I’ve seen worse — like those North Dallas flag-wavers in 2023, or that time in 2017 when someone slapped a handmade swastika outside the AT&T Performing Arts Center as Temple Shalom was honoring the Rev. Neil Cazares-Thomas, of the LGBTQ Cathedral of Hope, with its Shalom Award.
In years past, whenever hate seeped into the headlines, I’d call a Holocaust survivor (usually Max Glauben) or my rabbi, seeking a little wisdom and reassurance, words of reason and sanity, some modicum of calm amid what has seemingly turned into never-ending chaos.
But Max, God rest his soul, doesn’t have to put up with this sh … this stuff anymore. And my rabbi, bless him, deserves some alone time during these Days of Awe.
So instead I called a pastor.
A white-nationalist sticker affixed to a junction box at Colorado and Zang boulevards near Lake Cliff.
Eric Folkerth / Courtesy
“No pressure,” said Eric Folkerth, lead pastor of Kessler Park United Methodist Church, when I finally reached him Wednesday afternoon and told him who he was filling in for.
I’ve known Folkerth for a while through the Faith Commons coalition that includes religious leaders across all denominations. It wasn’t easy reaching him Wednesday. He’d spent much of the day doing interviews and issuing statements about leading weekly prayer vigils outside Dallas’ ICE office since the spring. He was there Monday, too, as always, alongside dozens more – praying, not protesting.

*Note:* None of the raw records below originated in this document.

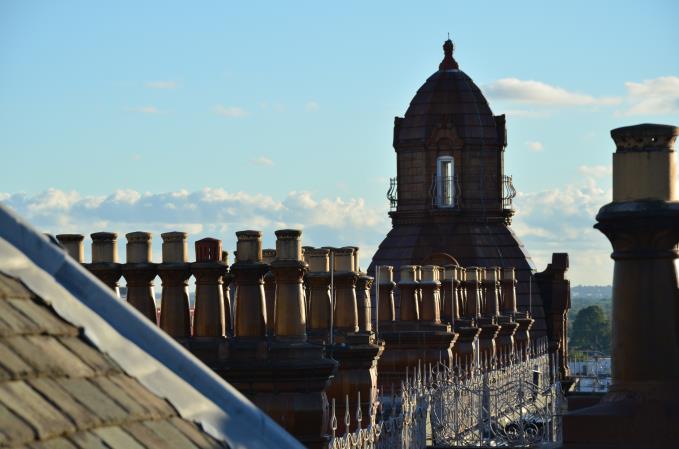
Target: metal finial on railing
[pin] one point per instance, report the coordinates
(333, 419)
(359, 413)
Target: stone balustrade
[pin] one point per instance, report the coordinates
(283, 314)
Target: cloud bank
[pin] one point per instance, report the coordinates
(653, 97)
(212, 212)
(541, 94)
(561, 220)
(555, 220)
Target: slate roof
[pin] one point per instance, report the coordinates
(81, 369)
(58, 391)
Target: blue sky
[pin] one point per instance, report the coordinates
(218, 116)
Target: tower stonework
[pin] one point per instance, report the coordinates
(451, 200)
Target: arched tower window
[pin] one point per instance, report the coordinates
(445, 182)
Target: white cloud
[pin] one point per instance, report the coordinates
(652, 97)
(535, 145)
(311, 106)
(263, 160)
(527, 113)
(541, 94)
(562, 219)
(230, 111)
(145, 109)
(161, 84)
(596, 171)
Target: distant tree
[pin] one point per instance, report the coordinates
(591, 330)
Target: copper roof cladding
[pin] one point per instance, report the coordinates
(451, 95)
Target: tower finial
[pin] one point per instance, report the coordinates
(448, 62)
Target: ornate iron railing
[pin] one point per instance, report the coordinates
(508, 192)
(498, 403)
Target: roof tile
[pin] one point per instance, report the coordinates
(55, 360)
(116, 438)
(134, 407)
(13, 429)
(43, 317)
(12, 364)
(170, 434)
(54, 443)
(144, 435)
(13, 322)
(98, 361)
(160, 407)
(67, 403)
(11, 288)
(88, 440)
(30, 406)
(196, 435)
(94, 399)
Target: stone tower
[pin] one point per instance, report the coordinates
(451, 200)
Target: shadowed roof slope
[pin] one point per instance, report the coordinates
(81, 369)
(58, 389)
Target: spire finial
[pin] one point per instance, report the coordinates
(448, 62)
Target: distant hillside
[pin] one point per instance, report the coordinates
(587, 295)
(591, 291)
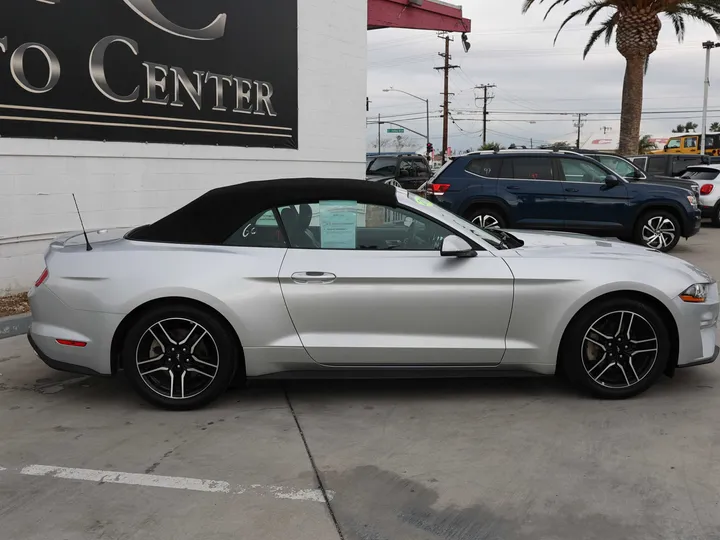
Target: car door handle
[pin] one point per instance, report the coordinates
(313, 277)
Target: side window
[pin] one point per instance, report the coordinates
(620, 166)
(421, 167)
(640, 162)
(488, 168)
(261, 231)
(656, 165)
(532, 168)
(506, 169)
(576, 170)
(358, 226)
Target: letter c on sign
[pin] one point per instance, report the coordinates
(147, 10)
(97, 68)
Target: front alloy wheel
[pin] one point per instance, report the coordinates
(658, 230)
(179, 357)
(616, 348)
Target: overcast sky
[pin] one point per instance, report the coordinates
(516, 53)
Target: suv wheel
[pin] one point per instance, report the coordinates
(658, 229)
(487, 218)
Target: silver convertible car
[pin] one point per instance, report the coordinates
(338, 278)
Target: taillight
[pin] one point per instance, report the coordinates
(71, 343)
(439, 189)
(42, 278)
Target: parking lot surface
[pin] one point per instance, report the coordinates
(502, 459)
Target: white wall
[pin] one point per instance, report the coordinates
(127, 184)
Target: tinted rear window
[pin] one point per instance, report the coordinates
(701, 175)
(532, 168)
(484, 167)
(656, 165)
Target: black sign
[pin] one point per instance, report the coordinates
(216, 72)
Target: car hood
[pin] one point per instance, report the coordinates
(549, 244)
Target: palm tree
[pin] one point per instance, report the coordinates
(638, 24)
(646, 145)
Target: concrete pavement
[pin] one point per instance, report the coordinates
(457, 460)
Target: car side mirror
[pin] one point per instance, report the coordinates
(454, 246)
(612, 180)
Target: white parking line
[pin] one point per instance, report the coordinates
(171, 482)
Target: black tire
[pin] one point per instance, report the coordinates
(487, 216)
(615, 376)
(215, 348)
(655, 221)
(716, 216)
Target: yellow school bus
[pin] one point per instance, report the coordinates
(689, 143)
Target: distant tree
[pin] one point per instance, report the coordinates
(561, 145)
(687, 127)
(646, 145)
(636, 25)
(491, 146)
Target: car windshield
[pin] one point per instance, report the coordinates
(493, 238)
(382, 166)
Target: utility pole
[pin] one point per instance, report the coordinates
(708, 46)
(446, 92)
(579, 124)
(379, 124)
(484, 88)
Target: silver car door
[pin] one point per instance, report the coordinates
(393, 307)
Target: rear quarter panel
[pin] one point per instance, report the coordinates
(240, 283)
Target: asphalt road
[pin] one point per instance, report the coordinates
(515, 459)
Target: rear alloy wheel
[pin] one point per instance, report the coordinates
(179, 357)
(616, 349)
(659, 230)
(487, 218)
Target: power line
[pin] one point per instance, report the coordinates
(446, 93)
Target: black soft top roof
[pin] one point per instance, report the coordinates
(216, 215)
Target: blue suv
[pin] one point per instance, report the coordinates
(563, 191)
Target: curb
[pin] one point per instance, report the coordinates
(17, 325)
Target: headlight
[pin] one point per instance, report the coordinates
(695, 293)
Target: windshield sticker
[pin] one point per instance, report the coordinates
(423, 202)
(338, 223)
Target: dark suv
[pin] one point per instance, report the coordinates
(409, 171)
(563, 191)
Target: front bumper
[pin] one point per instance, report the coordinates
(707, 211)
(697, 331)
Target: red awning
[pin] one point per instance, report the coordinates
(416, 14)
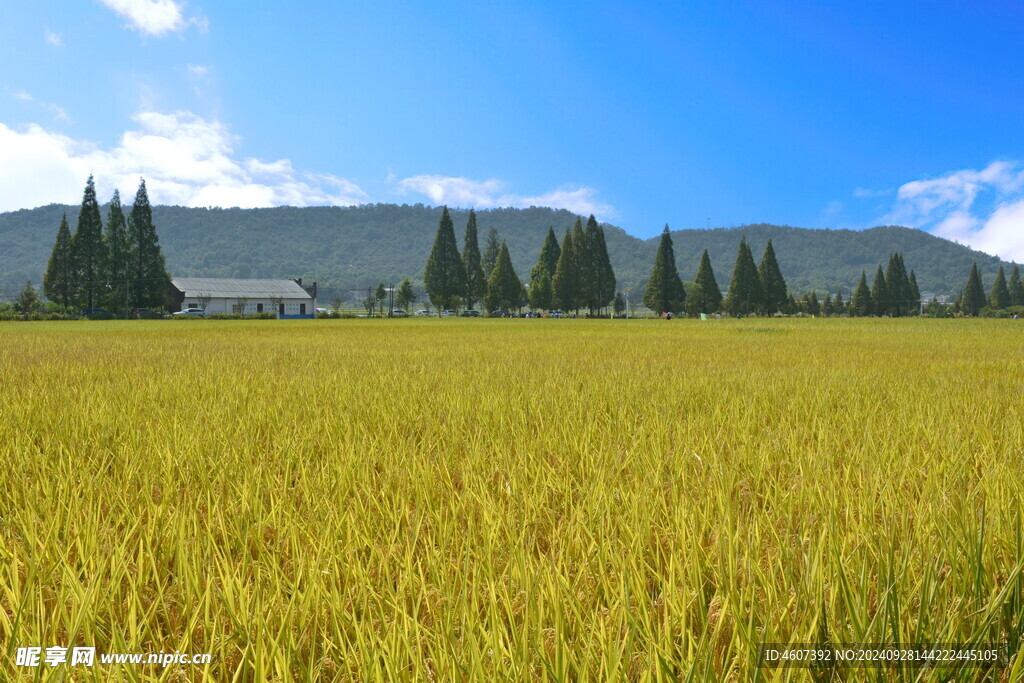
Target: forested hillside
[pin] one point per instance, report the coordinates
(356, 247)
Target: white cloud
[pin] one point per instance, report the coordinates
(184, 159)
(983, 209)
(52, 38)
(466, 193)
(155, 16)
(58, 112)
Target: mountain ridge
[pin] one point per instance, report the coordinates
(351, 248)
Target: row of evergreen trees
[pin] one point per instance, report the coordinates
(572, 275)
(115, 268)
(973, 301)
(894, 292)
(754, 289)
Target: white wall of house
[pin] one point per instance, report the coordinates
(221, 305)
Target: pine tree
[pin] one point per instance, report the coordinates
(880, 294)
(584, 267)
(118, 256)
(1016, 288)
(897, 286)
(148, 282)
(973, 298)
(706, 296)
(88, 252)
(541, 295)
(564, 284)
(914, 293)
(998, 297)
(491, 252)
(745, 295)
(772, 283)
(444, 276)
(860, 303)
(540, 292)
(57, 283)
(665, 293)
(548, 260)
(504, 287)
(602, 276)
(476, 284)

Just before we spoke, he was doing an interview with KXAS-TV (NBC5), during which Folkerth said he hoped “we can move forward as a nation in a way that builds trust, doesn’t rip it apart.” From his lips to God’s ears.
I mentioned the stickers outside our office, at which point Folkerth told me he also had photos on his phone of some white-supremacist garbage stickered to a junction box at Colorado and Zang boulevards near Lake Cliff. This one belonged to an infamous group whose motto reads, “For the Nation Against the State.”
He texted me the photo as we spoke. I sighed and said something about losing faith and hope. He said I wasn’t the first journalist to use that word on Wednesday: hopeless. Then he delivered one of those little sermons he probably gives 100 times a day just to get someone through the night, about how the only way to stave off the feeling of hopelessness and emptiness is to do … something. Something helpful, something rewarding, something kind.
“We are missing the basic humanity between us,” he said. “I’ve been hopeless a lot of the time, too, but I’m reminded of something I once heard: People who have no hope will steal yours. I’ve been thinking about that a lot today. We have a lot of very hopeless people out there. Desperate people. But true hope is not believing everything is OK but believing you have options — and a strategy — for doing what you can to make a difference.”
Because better to do something good than to lose everything.